Zimbabwe President Apologizes for Calling Jews Hard-hearted

The president of Zimbabwe, Robert Mugabe, has apologized to the Central African Jewish Board of Deputies for his recent remark calling Jews “hard-hearted.”

Mugabe issued the apology in the Zimbabwe capital of Harare at a meeting with a three-member delegation from the board, led by its vice president, Stanley Harris. The apology made headline news on Zimbabwe television, following an outcry from Jews and non-Jews alike when the remark was first reported.

The delegation expressed satisfaction with the meeting, saying Mugabe’s handling of the situation was in keeping with his friendly attitude to Jews over the past 12 years.
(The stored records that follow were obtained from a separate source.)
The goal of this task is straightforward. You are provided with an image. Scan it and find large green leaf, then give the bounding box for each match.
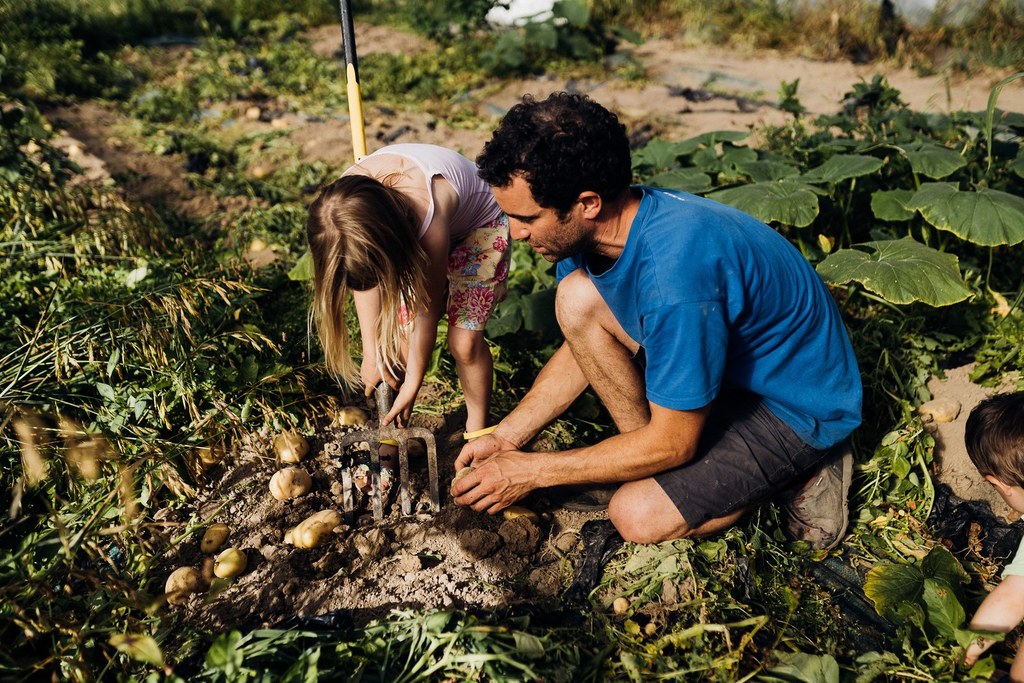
[633,137,689,168]
[800,155,882,183]
[817,238,971,306]
[708,180,818,227]
[871,189,918,221]
[924,579,966,640]
[755,651,839,683]
[864,564,925,622]
[678,130,751,155]
[736,160,800,182]
[902,140,967,178]
[647,168,714,195]
[907,182,1024,247]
“The matter is now closed,” said Harris.

Mugabe had made his controversial remark while criticizing white farmers in a drought-stricken area for not letting poor people graze their cattle there. He had said, “These people are now behaving like Jews, hard-hearted Jews.”

Mugabe reiterated his previous explanation that he had been referring to West Bank settlers – particularly during the previous government of Likud’s Yitzhak Shamir.

Mugabe sent good wishes to the new premier, Yitzhak Rabin, saying that under the Labor Party there is a better chance for peace in the Middle East.